O festival (online e gratuito) Visions do Réel deu-nos a conhecer as realidades urgentes e arrebatadoras de Purple Sea, Davos e A Fome de Lázaro.

Dentro da inesperada realidade geradora de novas soluções, pelo menos no que diz respeito ao funcionamento e acesso a festivais de cinema, temos seguido com alguma atenção a programação do Visions do Réel, o importante festival de cinema documental suíço cuja programação integralmente online (e gratuita) se desenrola até ao próximo dia 5 de maio.

Depois já da descoberta do espantoso e surpreendente Amor Fati, de Cláudia Varejão, em competição na seção de longas metragens, percebemos também com estes tempos absolutamente históricos geram imagens reais que superam em muito a própria ficção e dão-nos conta de uma realidade bem diferente daquela a que estamos habituados ou que nos é totalmente desconhecida e mesmo desconcertante. É talvez essa a sensação que fica depois de assistir ao impressionante e duro documento de pouco mais de uma hora, em Purple Sea, com imagens inenarráveis registadas pela síria Amel Alzacout; mas também da realidade inesperada de  Davos, num olhar panorâmico sobre a aldeia mais alta do mundo mais conhecida por receber o World Economic Forum. Ou até a estranheza do evento que jota a aldeia brasileira de Monteiros, durante as celebrações religiosas dedicadas a São Lázaro.

Como filmar uma situação de náufragos sem o recurso a uma mega produção plena de feitos especiais? Talvez só mesmo o trauma da experiência. Valeu o recurso tecnológico das imagens captadas por uma câmara no relógio de pulso da artista síria Amel Alzacout que usava quando a embarcação ilegal em que procurava alcançar a costa turca saindo de Lesbos, em 2015, com mais de 300 pessoas naufragou em pleno Mediterrâneo, e em que perto de meia centena perdeu a vida, permanecendo durante as cerca de 15 horas à deriva agarrada a bóias e aos outros náufragos.
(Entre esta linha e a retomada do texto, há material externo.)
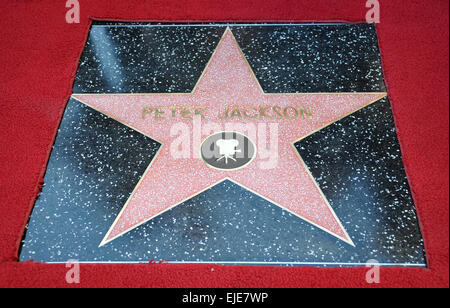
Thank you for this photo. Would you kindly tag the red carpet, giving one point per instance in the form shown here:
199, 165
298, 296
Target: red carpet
39, 57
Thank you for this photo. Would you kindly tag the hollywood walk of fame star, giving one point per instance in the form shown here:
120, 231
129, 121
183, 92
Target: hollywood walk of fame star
228, 80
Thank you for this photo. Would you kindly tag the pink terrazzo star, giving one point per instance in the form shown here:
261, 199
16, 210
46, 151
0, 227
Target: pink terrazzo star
227, 81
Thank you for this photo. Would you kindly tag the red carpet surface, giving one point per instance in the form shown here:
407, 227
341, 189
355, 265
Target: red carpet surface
39, 56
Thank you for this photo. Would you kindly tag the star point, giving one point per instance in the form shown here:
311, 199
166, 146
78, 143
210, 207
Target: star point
228, 80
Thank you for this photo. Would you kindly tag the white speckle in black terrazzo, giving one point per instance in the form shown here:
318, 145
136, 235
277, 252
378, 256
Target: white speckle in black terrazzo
96, 161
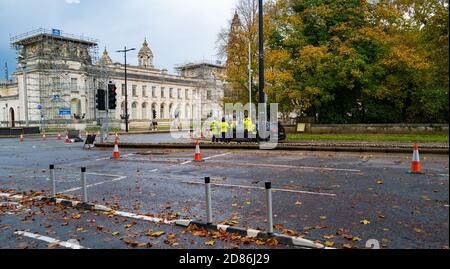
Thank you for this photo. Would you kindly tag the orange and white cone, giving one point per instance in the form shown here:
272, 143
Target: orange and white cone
198, 155
116, 153
416, 166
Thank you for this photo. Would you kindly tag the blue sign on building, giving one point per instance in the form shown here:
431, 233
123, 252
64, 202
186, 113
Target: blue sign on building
64, 111
56, 32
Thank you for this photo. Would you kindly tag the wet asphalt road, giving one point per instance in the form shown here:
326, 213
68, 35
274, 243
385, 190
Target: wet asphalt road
343, 199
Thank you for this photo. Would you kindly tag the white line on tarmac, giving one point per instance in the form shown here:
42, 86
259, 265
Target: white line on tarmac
141, 217
208, 158
299, 167
49, 240
118, 178
261, 188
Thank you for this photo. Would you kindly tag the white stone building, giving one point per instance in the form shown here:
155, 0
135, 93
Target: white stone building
57, 78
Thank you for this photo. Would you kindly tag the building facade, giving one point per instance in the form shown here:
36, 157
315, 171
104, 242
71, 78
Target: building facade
58, 75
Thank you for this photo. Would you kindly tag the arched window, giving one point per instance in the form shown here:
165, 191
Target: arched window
75, 107
134, 114
171, 112
187, 112
155, 108
144, 111
162, 112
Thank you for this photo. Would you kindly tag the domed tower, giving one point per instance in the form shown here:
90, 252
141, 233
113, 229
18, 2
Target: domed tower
145, 56
105, 59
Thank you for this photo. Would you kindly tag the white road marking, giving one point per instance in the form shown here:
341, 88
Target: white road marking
49, 240
116, 178
141, 217
260, 188
208, 158
299, 167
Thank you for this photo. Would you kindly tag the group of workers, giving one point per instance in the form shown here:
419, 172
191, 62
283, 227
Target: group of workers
220, 130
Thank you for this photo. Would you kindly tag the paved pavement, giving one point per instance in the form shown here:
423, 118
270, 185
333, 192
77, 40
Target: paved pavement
342, 199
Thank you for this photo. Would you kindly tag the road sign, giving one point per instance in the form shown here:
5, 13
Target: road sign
63, 111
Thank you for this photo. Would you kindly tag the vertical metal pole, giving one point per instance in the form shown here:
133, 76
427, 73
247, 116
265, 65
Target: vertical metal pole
262, 98
126, 93
25, 96
83, 184
250, 77
269, 208
107, 111
52, 180
208, 200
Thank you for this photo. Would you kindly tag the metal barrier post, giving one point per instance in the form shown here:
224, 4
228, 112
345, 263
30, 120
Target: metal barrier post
208, 200
52, 180
83, 184
269, 207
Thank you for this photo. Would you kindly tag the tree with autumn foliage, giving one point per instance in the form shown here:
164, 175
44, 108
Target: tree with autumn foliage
351, 61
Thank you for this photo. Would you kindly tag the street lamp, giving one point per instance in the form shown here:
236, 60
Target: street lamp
262, 98
124, 51
25, 94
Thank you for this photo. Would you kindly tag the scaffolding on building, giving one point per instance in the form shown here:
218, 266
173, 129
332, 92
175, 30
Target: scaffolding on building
58, 66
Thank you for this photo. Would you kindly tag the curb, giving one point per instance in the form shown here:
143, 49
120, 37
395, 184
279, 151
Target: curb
444, 151
68, 203
283, 239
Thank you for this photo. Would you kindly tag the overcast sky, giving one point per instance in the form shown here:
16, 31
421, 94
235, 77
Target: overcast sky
177, 30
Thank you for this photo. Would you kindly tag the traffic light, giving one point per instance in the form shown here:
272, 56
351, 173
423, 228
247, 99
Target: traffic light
112, 96
100, 100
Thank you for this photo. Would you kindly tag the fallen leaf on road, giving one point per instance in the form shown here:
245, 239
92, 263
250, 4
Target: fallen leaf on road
260, 242
154, 234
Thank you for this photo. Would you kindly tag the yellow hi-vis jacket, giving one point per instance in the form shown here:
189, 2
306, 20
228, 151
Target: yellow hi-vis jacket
214, 129
224, 127
248, 125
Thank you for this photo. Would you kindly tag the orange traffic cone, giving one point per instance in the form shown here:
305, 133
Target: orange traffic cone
416, 167
198, 155
116, 154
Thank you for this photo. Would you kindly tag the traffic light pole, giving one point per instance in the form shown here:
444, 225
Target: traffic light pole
107, 114
124, 51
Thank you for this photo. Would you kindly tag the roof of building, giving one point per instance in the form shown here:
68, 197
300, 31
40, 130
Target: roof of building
218, 64
41, 33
Neste segmento generosamente banhado pela luz do sol que ilumina o tal mar azul e permite surpreendentes imagens subaquáticas de uma beleza assustadora vivemos o turbilhão permanente dos movimentos das pernas e dos braços, em que cada gesto pede um certificado de sobrevivência. O elemento sonoro sublinha essa luta permanente na água fria, com os ruído da borracha que vai abafando o ruído dos gritos, vai sendo alinhavado (ou apaziguado) pela locução da voz serena da própria Amel numa suposta carta endereçada ao companheiro Khaled Abdulwahed, também ele artista e cineasta a viver na Alemanha, também co-realizador deste projeto exibido em estreia mundial em Berlin, na secção Forum Expanded.

São as palavras dessa missiva, um pouco como a carta de Robert Desnos escreve a Youki do campo de concentração de Buchenwald, em 1944, que acrescentam espessura àquelas imagens líquidas, estranhamente belas nos seus azuis das calças de ganga ao laranja das bóias de salvação. Sem rostos porque os refugiados não têm rosto. Pois aqui, ao largo da ilha de Lesbos, não estamos muito longe de Buchenwald, numa luta indómita pela vida. “Está um lindo dia. O céu brilha. O mar é de um azul purpúreo”, escuta-se, antes das mesma voz se procurar distrair e sugerir “vou aprender alemão e ver soap operas sírias no youtube”. Até descansar: “Ontem sonhei, estava no mar, deitada de costas. O sol esta quente, o mar carmim. Já não tenho medo”.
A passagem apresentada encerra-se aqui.